ムーラン


★film rating: B+
※A、B、Cの3段階を、さらにそれぞれ+、non、-で評価しています。


ここ数年のディズニー・アニメの成功により、メジャー各社はアニメ市場に名乗りを上げ、ディズニーのエピゴーネンを製作しているようだ。が、今回のディズニー作品は、それらを笑い飛ばすかのような、今までのいわゆる”ディズニー・アニメ”とは一味違う作風で、しかも嬉しい事にきちんと快作に仕上がっている。


本作は中国の漢詩にある、男装の美少女ムーランの物語をアニメ化したもの。フン族の襲撃により徴兵が発令される。各一家で男子1名を戦場に送り込まなければならないのだ。老いたる父を戦場に送り込むのは、むざむざ死地に追いやるもの。そこで娘ムーランは、家の名誉を守る為に男装して戦場へと向う…。


そんな内容だから、初めからムーランは強いものだと思ったら、これが全然そうでないのが面白い。ケンカも駄目、訓練でもビリっけつ、もう除隊しようかとまで思い詰めてしまう。今までのディズニー作品には無かったキャラクターだ。だが何とか知恵を働かせて訓練の成果を上げ、実戦でも機転を働かせて活躍するようになる。力に任せるのは男にやらせておけばいいのだから(どうせ肉体的に不利なんだし)、主人公がが頭を使うアクション・ヒロインになっていくのは何とも観ていて気分が良い。余り美人でもないルックスもあって(失礼!)余計に親近感が沸く。なんだ、結局アンタは女を捨てて男になりたかったのね、という怪作『G.I.ジェーン』(1997)のデミ・ムーアとは大違いである。

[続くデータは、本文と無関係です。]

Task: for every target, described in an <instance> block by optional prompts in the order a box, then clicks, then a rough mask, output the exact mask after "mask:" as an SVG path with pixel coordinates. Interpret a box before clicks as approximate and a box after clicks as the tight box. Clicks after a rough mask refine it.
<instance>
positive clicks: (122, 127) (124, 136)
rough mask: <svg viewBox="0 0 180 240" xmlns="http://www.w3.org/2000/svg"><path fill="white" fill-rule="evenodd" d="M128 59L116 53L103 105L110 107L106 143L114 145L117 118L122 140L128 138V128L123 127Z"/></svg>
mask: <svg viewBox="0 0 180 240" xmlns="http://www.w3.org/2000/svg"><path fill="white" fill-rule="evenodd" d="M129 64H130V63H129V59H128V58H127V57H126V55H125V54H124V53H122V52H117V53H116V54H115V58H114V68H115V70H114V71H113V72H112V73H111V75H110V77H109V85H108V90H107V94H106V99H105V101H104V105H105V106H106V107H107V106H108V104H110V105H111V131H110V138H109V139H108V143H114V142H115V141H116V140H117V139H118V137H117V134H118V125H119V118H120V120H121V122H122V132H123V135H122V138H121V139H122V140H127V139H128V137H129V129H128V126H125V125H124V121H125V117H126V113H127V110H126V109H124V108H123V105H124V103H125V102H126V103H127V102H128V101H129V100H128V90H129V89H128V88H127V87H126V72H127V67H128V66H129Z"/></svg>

ディズニー・アニメといえばミュージカルなんだけれど、この作品では歌曲が少ないのも特徴だ。デヴィッド・ジッペル(作詞)とマシュー・ワイルダー(作曲)の歌も楽しいが、実際に劇中で流れるのは数曲。ちょいと西洋人がイメージする中国っぽくて、アジア人から観るとくすぐったい。むしろ御大ジェリー・ゴールドスミスのアクション・スコアの方が映画に合っている。これがまた素晴らしい出来映えで、映画自体がいわゆる「ディズニー・アニメ」の雰囲気と少々違うのはこれのお陰もある。ムーランのテーマの凛とした美しさ、フン族の低音を生かした不気味な楽曲、そしていかにもゴールドスミスらしい豪快なアクション・スコア。紛れも無く彼の傑作の1つである。


声の出演はここ何年かの大作アニメの傾向通り、中々豪華なキャスティング。ムーランの守り神でありながら、出来損ないのドラゴン役エディ・マーフィが、『アラジン』(1992)のロビン・ウィリアムスもかくやという大爆笑ものの快演。でも『アラジン』自体がウィリアムス1人の魅力に負う所が多かったのに対し、こちらのマーフィは笑いを取りつつきちんと脇役なのだ。作品自体がしっかりしていることの証しだ。フン族族長シャンユー役ミゲル・フェラーはコミカルさが一切無い、かなり真面目でおっかない悪役振り。そこがまた魅力的な敵役振り。これもディズニーアニメとしては異色だ。その他パット・モリタジョージ・タケイ、B・D・ウォン、ムーラン役ミンナ・ウェンなど、実際にアジア系の役者が声を当てているのも、世評を気にするディズニーらしいこだわりか。


作画の薄めな彩色が品良く、1970年代の東映アニメのようで懐かしささえ覚える。 『美女と野獣』(1991)、『アラジン』などの派手な色使いとも違っていて面白い。


1時間半、笑いもアクションも楽しめる快作アニメである。